Charlotte was one of five regions of the country that had its 700 MHz broadband proposal approved to receive a grant from the Broadband Technology Opportunities Program (BTOP) program to fund the deployment of a dedicated LTE network to be used by first-responder agencies. Charlotte was granted almost $17 million in BTOP money for the project.

Yesterday’s decision marks the first public-safety LTE win for Alcatel-Lucent, one of the largest manufacturers of LTE network equipment for commercial carriers. Perhaps more significantly, the deal is the first public-safety LTE contract that calls for the vendor to provide LTE core services via a hosted model.

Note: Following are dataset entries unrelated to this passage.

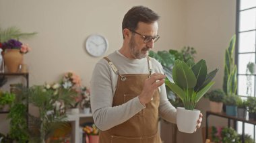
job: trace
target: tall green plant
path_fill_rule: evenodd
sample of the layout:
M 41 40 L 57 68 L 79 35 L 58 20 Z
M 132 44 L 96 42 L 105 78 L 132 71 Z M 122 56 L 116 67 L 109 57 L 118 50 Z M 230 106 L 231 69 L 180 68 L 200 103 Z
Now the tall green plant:
M 28 38 L 34 36 L 36 32 L 24 33 L 16 27 L 9 27 L 6 29 L 0 28 L 0 43 L 5 42 L 10 39 Z
M 227 95 L 235 95 L 237 89 L 237 67 L 234 61 L 236 36 L 234 35 L 225 52 L 224 77 L 223 91 Z
M 181 98 L 186 109 L 193 110 L 199 100 L 214 85 L 212 80 L 217 71 L 216 68 L 207 74 L 204 60 L 193 65 L 177 60 L 172 69 L 174 83 L 167 76 L 166 84 Z

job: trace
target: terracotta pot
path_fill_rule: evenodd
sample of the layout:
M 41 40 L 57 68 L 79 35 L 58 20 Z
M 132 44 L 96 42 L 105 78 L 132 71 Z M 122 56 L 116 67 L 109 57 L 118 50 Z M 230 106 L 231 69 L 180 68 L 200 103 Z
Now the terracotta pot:
M 214 102 L 210 101 L 210 107 L 212 111 L 220 113 L 222 110 L 223 103 L 222 102 Z
M 19 49 L 9 49 L 3 55 L 3 60 L 9 73 L 17 73 L 22 64 L 23 55 Z

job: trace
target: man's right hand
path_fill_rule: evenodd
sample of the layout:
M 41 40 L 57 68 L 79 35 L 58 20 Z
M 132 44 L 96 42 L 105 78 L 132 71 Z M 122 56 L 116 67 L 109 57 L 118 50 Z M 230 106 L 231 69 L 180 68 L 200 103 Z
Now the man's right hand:
M 139 99 L 141 104 L 145 105 L 150 102 L 156 90 L 164 83 L 165 77 L 166 76 L 161 73 L 154 73 L 145 80 L 141 93 L 139 95 Z

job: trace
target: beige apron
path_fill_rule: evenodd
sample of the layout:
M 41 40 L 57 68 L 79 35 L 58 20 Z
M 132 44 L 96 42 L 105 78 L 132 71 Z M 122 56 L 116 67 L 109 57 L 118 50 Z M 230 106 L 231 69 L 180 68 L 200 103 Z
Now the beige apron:
M 117 89 L 113 107 L 122 105 L 141 93 L 144 81 L 151 75 L 151 65 L 148 57 L 149 74 L 119 75 L 117 68 L 106 57 L 106 59 L 114 72 L 119 75 Z M 152 100 L 146 104 L 146 108 L 127 121 L 106 131 L 100 132 L 100 143 L 160 143 L 158 132 L 158 90 L 154 94 Z

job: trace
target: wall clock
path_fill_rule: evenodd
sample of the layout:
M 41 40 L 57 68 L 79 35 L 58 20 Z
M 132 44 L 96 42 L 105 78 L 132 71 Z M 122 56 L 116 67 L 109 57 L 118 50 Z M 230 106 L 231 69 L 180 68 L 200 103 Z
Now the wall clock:
M 105 37 L 99 34 L 88 36 L 86 42 L 87 52 L 93 56 L 101 56 L 108 50 L 108 43 Z

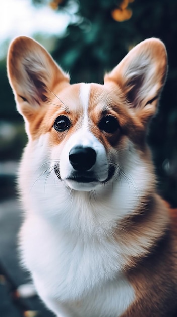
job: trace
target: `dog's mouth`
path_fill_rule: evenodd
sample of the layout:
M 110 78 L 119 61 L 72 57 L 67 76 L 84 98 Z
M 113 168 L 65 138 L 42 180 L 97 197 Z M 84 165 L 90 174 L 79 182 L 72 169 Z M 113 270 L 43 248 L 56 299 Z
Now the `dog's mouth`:
M 58 179 L 62 181 L 59 170 L 59 166 L 58 164 L 55 165 L 54 167 L 54 171 L 56 176 Z M 100 181 L 99 179 L 94 177 L 94 175 L 93 173 L 89 173 L 87 172 L 85 173 L 84 175 L 82 174 L 82 173 L 79 173 L 78 172 L 74 172 L 72 174 L 72 175 L 67 177 L 67 179 L 68 180 L 71 180 L 77 183 L 101 183 L 102 184 L 105 184 L 107 183 L 109 180 L 112 178 L 114 173 L 115 173 L 115 167 L 112 165 L 111 165 L 109 167 L 109 171 L 108 171 L 108 176 L 107 178 L 104 180 Z

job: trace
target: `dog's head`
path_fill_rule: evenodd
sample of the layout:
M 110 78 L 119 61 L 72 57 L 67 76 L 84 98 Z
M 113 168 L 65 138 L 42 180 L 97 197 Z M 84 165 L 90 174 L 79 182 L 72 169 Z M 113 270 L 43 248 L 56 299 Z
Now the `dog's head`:
M 45 49 L 28 37 L 15 39 L 8 57 L 30 146 L 44 148 L 38 152 L 40 166 L 48 162 L 55 180 L 82 191 L 128 177 L 140 160 L 148 165 L 146 131 L 166 69 L 165 48 L 155 38 L 131 50 L 103 85 L 70 85 Z

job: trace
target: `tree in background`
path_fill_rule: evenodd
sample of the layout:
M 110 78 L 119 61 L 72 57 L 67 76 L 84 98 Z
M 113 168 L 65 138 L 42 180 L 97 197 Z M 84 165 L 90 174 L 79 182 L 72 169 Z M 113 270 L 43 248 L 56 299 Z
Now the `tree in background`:
M 69 12 L 71 7 L 76 8 L 74 21 L 71 20 L 64 36 L 58 39 L 52 54 L 71 74 L 72 83 L 101 83 L 104 73 L 138 43 L 153 36 L 165 43 L 169 58 L 168 78 L 148 140 L 160 181 L 159 190 L 177 206 L 177 2 L 51 0 L 50 5 L 54 10 Z

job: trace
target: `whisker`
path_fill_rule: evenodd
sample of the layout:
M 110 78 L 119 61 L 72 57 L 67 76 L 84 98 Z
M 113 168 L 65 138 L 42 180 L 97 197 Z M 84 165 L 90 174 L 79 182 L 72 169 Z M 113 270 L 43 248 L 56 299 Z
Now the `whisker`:
M 53 166 L 50 166 L 50 167 L 49 167 L 48 169 L 47 169 L 46 170 L 45 170 L 43 173 L 42 173 L 42 174 L 41 174 L 39 176 L 38 176 L 38 177 L 37 178 L 37 179 L 36 179 L 36 180 L 35 181 L 34 183 L 33 183 L 32 186 L 31 188 L 30 191 L 32 190 L 32 189 L 33 189 L 34 186 L 35 185 L 35 184 L 36 184 L 36 183 L 37 182 L 37 181 L 39 179 L 39 178 L 42 176 L 42 175 L 43 175 L 46 172 L 47 172 L 47 171 L 49 171 L 50 169 L 51 169 L 51 170 L 50 171 L 50 172 L 51 172 L 51 171 L 52 171 L 53 169 L 54 169 L 55 166 L 54 165 Z M 40 168 L 39 168 L 39 169 Z M 39 169 L 38 169 L 38 170 Z
M 49 89 L 48 89 L 48 91 L 49 91 L 51 94 L 53 94 L 53 95 L 54 95 L 54 96 L 55 96 L 55 97 L 56 97 L 56 98 L 58 99 L 58 100 L 60 100 L 60 101 L 61 102 L 62 102 L 62 104 L 64 106 L 65 108 L 65 110 L 66 111 L 66 112 L 67 112 L 68 113 L 70 113 L 70 110 L 69 110 L 69 108 L 68 107 L 68 106 L 67 105 L 66 105 L 63 101 L 62 100 L 60 99 L 60 98 L 59 98 L 59 97 L 58 96 L 57 96 L 57 95 L 56 95 L 54 93 L 53 93 L 52 91 L 51 91 L 51 90 L 50 90 Z M 60 106 L 58 105 L 58 106 Z

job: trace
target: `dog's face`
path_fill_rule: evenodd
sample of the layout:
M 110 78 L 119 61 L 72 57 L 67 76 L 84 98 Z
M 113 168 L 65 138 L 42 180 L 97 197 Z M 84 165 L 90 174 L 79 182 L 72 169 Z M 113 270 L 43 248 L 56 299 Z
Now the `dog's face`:
M 55 181 L 90 191 L 128 177 L 132 160 L 133 168 L 136 160 L 147 166 L 146 130 L 166 65 L 164 45 L 150 39 L 106 74 L 103 85 L 71 85 L 39 44 L 15 39 L 8 54 L 9 78 L 31 150 L 34 144 L 39 148 L 38 167 L 47 162 L 45 170 Z

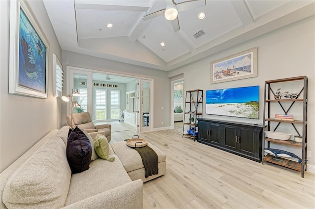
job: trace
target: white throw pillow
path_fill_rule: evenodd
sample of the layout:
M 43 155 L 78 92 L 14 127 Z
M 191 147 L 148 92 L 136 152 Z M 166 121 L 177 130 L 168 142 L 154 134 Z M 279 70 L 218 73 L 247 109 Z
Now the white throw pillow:
M 82 129 L 82 131 L 83 131 L 83 133 L 84 133 L 84 134 L 87 135 L 87 136 L 88 137 L 88 139 L 89 139 L 89 140 L 90 140 L 90 142 L 91 142 L 91 145 L 92 147 L 92 156 L 91 156 L 91 160 L 92 161 L 95 160 L 98 158 L 98 155 L 97 155 L 97 154 L 96 154 L 96 153 L 95 152 L 95 149 L 94 149 L 94 141 L 93 141 L 93 139 L 91 136 L 90 134 L 89 134 L 89 133 L 88 133 L 87 131 L 85 130 L 85 129 Z

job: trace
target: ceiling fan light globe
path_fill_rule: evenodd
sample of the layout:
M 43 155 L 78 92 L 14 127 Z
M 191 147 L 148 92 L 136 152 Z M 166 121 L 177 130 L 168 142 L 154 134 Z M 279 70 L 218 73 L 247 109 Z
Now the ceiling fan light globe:
M 206 17 L 206 14 L 204 12 L 200 12 L 198 14 L 198 18 L 200 20 L 202 20 Z
M 167 20 L 174 20 L 177 17 L 178 15 L 178 10 L 177 8 L 174 6 L 169 6 L 166 7 L 165 12 L 164 13 L 165 18 Z

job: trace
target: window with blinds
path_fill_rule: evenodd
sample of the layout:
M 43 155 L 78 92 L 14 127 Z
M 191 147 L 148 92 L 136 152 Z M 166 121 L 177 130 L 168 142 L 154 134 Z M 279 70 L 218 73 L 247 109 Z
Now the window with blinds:
M 110 119 L 119 119 L 120 110 L 120 90 L 110 90 Z
M 95 90 L 95 113 L 96 120 L 106 119 L 106 90 Z
M 56 54 L 53 54 L 53 58 L 54 62 L 53 95 L 55 97 L 59 97 L 63 95 L 63 72 L 61 63 Z

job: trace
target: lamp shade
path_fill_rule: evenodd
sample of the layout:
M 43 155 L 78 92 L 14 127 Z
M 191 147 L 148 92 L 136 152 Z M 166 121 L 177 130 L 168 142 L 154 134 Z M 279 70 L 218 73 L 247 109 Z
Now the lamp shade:
M 80 107 L 81 105 L 78 104 L 78 101 L 77 100 L 74 100 L 74 104 L 73 105 L 73 107 Z
M 178 10 L 174 5 L 167 6 L 164 15 L 168 20 L 174 20 L 177 17 Z
M 63 100 L 64 101 L 66 102 L 68 102 L 69 101 L 70 101 L 70 95 L 69 96 L 63 96 L 61 97 L 61 99 Z
M 73 91 L 72 91 L 73 92 Z M 72 94 L 72 96 L 80 96 L 80 93 L 78 92 L 78 90 L 76 89 L 74 93 Z

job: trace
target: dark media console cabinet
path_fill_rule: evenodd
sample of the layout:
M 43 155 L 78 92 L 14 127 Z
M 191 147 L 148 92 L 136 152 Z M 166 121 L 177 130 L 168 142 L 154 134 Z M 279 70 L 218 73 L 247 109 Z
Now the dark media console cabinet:
M 261 162 L 262 126 L 205 119 L 198 121 L 198 142 Z

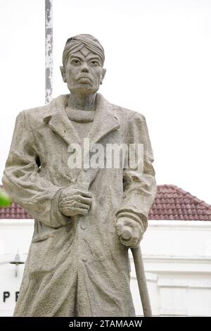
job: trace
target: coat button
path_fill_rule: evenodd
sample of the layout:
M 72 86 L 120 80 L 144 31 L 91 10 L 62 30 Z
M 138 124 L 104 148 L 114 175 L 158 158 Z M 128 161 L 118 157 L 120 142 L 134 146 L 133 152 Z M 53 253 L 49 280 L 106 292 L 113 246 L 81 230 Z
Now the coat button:
M 87 229 L 87 224 L 85 222 L 82 222 L 80 227 L 82 230 L 86 230 Z

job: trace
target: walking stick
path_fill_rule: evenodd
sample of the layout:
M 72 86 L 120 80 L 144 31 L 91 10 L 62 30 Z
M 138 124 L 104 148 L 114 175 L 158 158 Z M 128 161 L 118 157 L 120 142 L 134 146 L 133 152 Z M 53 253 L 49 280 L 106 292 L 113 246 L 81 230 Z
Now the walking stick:
M 122 232 L 122 238 L 128 240 L 130 239 L 132 235 L 131 229 L 129 227 L 124 227 Z M 138 286 L 139 289 L 139 294 L 141 301 L 142 304 L 142 308 L 143 311 L 143 316 L 146 317 L 152 317 L 152 310 L 151 306 L 151 302 L 149 295 L 148 292 L 142 254 L 141 251 L 140 245 L 137 248 L 131 249 L 134 265 L 136 269 L 136 278 L 138 282 Z

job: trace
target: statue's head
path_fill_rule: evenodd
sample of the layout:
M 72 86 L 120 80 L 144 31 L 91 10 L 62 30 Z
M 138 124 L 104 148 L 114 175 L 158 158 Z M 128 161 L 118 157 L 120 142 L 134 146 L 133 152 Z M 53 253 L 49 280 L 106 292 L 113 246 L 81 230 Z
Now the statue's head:
M 104 49 L 91 35 L 78 35 L 67 40 L 63 65 L 60 67 L 63 82 L 72 94 L 96 93 L 102 84 L 106 70 L 103 68 Z

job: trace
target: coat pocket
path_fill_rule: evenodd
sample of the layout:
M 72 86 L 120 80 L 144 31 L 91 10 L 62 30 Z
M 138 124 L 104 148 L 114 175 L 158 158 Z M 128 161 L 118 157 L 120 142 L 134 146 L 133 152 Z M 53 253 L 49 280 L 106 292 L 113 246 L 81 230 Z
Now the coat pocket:
M 54 271 L 56 249 L 53 233 L 36 236 L 30 246 L 28 270 L 31 277 L 39 278 Z

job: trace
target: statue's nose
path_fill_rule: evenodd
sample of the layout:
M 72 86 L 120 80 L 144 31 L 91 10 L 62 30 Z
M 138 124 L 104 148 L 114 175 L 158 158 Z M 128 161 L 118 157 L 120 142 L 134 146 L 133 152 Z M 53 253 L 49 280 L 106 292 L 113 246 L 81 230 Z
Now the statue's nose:
M 89 67 L 87 63 L 84 63 L 82 68 L 82 71 L 83 73 L 89 73 Z

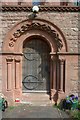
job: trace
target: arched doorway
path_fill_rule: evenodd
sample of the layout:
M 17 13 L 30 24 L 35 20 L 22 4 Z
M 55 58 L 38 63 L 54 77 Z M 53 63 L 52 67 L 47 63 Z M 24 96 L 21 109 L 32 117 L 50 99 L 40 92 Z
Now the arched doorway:
M 30 50 L 30 54 L 25 54 L 26 49 Z M 24 89 L 22 82 L 32 84 L 38 80 L 36 82 L 38 85 L 40 80 L 44 80 L 45 84 L 47 81 L 47 84 L 43 87 L 45 89 L 38 88 L 36 91 L 49 91 L 51 99 L 53 99 L 56 91 L 64 92 L 65 57 L 63 53 L 66 51 L 66 39 L 61 30 L 53 23 L 43 19 L 27 19 L 17 23 L 9 31 L 3 43 L 2 91 L 8 101 L 11 103 L 16 98 L 22 98 L 22 89 Z M 36 57 L 38 57 L 38 60 Z M 26 64 L 23 65 L 23 63 Z M 27 69 L 28 66 L 29 69 Z M 34 81 L 31 80 L 32 77 Z M 27 81 L 26 78 L 28 78 Z M 32 89 L 32 85 L 27 87 L 29 88 L 26 91 Z
M 39 37 L 23 45 L 23 92 L 50 93 L 50 48 Z

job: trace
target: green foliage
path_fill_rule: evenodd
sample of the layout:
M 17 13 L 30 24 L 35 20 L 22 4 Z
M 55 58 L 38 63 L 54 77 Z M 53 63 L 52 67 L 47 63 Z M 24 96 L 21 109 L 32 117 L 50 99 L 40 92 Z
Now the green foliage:
M 80 111 L 79 110 L 71 110 L 69 111 L 70 115 L 74 120 L 80 120 Z

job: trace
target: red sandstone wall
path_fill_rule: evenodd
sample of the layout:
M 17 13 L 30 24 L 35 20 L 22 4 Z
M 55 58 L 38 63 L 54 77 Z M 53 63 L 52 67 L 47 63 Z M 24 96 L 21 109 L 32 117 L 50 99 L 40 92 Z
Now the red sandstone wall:
M 0 45 L 4 41 L 5 35 L 8 31 L 17 23 L 28 18 L 31 12 L 1 12 L 0 13 Z M 78 29 L 79 18 L 77 12 L 40 12 L 38 18 L 46 19 L 56 26 L 58 26 L 63 32 L 69 53 L 78 53 Z M 67 93 L 78 92 L 78 56 L 77 55 L 65 55 L 66 59 L 66 91 Z

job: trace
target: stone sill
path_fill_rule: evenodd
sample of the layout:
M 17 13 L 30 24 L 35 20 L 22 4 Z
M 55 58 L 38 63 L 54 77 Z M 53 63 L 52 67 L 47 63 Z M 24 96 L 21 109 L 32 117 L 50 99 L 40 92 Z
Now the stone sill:
M 2 12 L 6 11 L 25 11 L 25 12 L 31 12 L 32 6 L 20 6 L 20 5 L 4 5 L 0 6 Z M 80 7 L 79 6 L 40 6 L 40 12 L 79 12 Z

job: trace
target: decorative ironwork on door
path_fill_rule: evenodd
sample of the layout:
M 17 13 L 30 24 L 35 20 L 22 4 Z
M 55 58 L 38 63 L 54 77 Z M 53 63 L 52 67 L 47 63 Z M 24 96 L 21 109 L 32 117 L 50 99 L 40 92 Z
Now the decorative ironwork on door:
M 32 39 L 23 48 L 23 91 L 50 90 L 50 49 L 42 40 Z

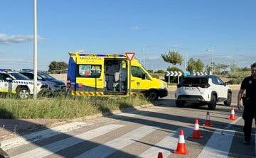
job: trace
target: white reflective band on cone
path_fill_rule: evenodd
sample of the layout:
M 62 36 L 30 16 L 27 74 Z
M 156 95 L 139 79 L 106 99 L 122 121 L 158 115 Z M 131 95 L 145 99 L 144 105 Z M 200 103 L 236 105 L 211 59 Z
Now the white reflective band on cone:
M 185 143 L 184 135 L 180 135 L 180 136 L 178 137 L 178 143 L 182 143 L 182 144 L 184 144 L 184 143 Z
M 199 130 L 199 125 L 198 123 L 195 124 L 194 130 Z
M 210 115 L 206 115 L 206 120 L 210 120 Z
M 233 109 L 231 110 L 231 114 L 235 115 L 235 111 L 234 111 L 234 108 L 233 108 Z

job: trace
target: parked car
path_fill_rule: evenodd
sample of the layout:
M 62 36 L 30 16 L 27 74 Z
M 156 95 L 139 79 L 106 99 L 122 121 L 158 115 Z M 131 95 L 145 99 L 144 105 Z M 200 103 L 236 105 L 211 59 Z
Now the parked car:
M 19 73 L 26 76 L 31 79 L 33 79 L 34 76 L 33 72 L 23 71 L 19 72 Z M 37 79 L 41 82 L 46 84 L 52 93 L 66 90 L 66 86 L 63 81 L 59 81 L 46 73 L 38 72 Z
M 232 91 L 227 83 L 217 76 L 188 77 L 177 84 L 175 97 L 178 107 L 193 103 L 199 106 L 207 104 L 209 109 L 214 110 L 218 102 L 231 104 Z
M 47 84 L 37 82 L 37 92 L 48 89 Z M 27 98 L 33 94 L 33 81 L 17 72 L 0 72 L 0 93 L 16 94 L 21 98 Z

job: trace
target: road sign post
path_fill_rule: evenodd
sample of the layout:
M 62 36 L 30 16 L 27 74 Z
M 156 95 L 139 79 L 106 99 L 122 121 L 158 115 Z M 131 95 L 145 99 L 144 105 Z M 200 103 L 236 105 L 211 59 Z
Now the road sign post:
M 132 64 L 132 60 L 135 56 L 135 52 L 126 52 L 125 56 L 127 57 L 127 60 L 129 60 L 129 101 L 132 101 L 132 95 L 131 95 L 131 84 L 132 84 L 132 69 L 131 69 L 131 64 Z

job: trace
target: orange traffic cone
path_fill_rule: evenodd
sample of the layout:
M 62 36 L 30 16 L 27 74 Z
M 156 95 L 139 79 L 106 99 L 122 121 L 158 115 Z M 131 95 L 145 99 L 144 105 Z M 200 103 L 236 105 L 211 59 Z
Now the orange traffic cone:
M 213 126 L 213 125 L 210 123 L 210 114 L 209 112 L 207 111 L 206 113 L 206 119 L 205 123 L 203 125 L 203 126 Z
M 230 113 L 230 118 L 228 118 L 228 120 L 235 120 L 235 110 L 234 110 L 233 107 L 232 107 L 232 108 L 231 108 L 231 113 Z
M 198 119 L 195 120 L 194 130 L 193 130 L 193 134 L 191 136 L 191 137 L 192 137 L 193 139 L 201 139 L 203 137 L 203 136 L 201 136 L 201 134 L 200 134 L 199 125 L 198 125 Z
M 161 153 L 161 152 L 159 152 L 159 154 L 157 156 L 157 158 L 163 158 L 163 153 Z
M 185 145 L 185 138 L 183 131 L 180 130 L 178 140 L 177 149 L 174 152 L 174 154 L 187 154 Z

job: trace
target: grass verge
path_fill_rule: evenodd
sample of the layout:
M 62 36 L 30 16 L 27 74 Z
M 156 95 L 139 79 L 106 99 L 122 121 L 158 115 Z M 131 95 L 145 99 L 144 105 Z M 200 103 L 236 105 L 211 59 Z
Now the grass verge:
M 1 118 L 75 118 L 144 105 L 144 98 L 57 97 L 21 100 L 0 98 Z

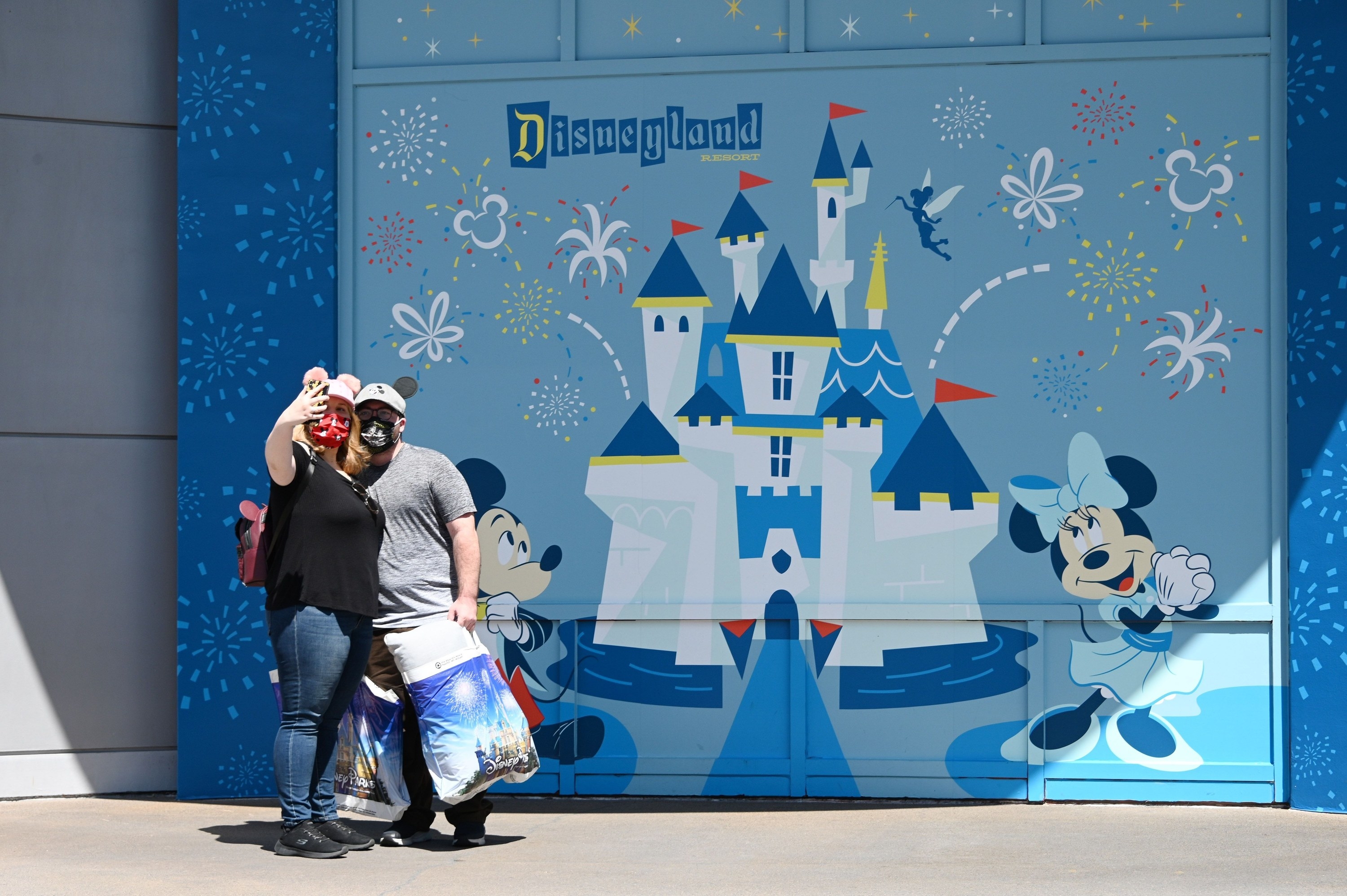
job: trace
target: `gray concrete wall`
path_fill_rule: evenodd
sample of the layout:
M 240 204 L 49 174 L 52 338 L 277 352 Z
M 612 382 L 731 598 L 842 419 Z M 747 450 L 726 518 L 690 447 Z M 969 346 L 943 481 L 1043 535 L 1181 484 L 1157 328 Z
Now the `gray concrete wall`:
M 175 47 L 0 5 L 0 798 L 174 787 Z

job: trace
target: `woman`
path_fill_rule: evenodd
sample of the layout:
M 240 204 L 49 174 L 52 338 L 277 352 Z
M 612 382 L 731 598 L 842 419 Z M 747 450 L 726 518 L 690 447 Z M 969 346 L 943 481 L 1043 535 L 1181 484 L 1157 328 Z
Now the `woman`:
M 317 383 L 314 383 L 317 380 Z M 384 515 L 352 477 L 365 469 L 360 381 L 314 368 L 267 438 L 268 516 L 290 519 L 267 571 L 267 632 L 280 676 L 276 854 L 337 858 L 374 841 L 337 819 L 337 724 L 369 658 Z

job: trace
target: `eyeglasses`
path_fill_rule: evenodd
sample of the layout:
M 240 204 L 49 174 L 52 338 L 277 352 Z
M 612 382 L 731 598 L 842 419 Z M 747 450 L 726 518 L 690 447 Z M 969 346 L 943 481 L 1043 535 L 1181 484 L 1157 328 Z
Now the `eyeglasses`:
M 366 489 L 360 482 L 356 482 L 354 480 L 352 480 L 350 488 L 352 488 L 353 492 L 356 492 L 356 496 L 360 497 L 360 500 L 365 503 L 365 509 L 369 511 L 369 515 L 373 516 L 377 520 L 379 519 L 379 501 L 376 501 L 373 499 L 373 496 L 369 493 L 369 489 Z

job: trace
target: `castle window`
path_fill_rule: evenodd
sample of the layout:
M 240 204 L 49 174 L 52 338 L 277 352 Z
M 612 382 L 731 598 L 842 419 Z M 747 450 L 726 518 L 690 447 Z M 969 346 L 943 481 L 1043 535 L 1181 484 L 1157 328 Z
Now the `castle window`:
M 791 478 L 791 439 L 789 435 L 772 437 L 772 476 L 777 478 Z
M 795 377 L 795 352 L 772 353 L 772 400 L 791 400 L 791 381 Z

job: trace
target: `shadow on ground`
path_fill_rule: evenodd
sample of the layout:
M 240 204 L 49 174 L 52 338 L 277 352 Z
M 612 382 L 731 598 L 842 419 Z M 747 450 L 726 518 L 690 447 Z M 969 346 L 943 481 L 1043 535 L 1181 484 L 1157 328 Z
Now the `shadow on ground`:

Because of massive capacity and expense associated with an LTE core, most in the public-safety sector believe it is not feasible for each first-responder entity wanting dedicated LTE connectivity to purchase and manage its own core. With this in mind, vendors are offering to host an LTE core on behalf of the public-safety entities, which allows them to avoid the upfront expense of buying a costly core or having to find and pay personnel to manage it.

“The hosted model takes a lot of the risk out of it for them and entrusts it to a vendor who manages networks as part of their core competency,” Morgan Wright, vice president of Alcatel-Lucent’s global public-safety segment, has said during a previous interview about the hosted model.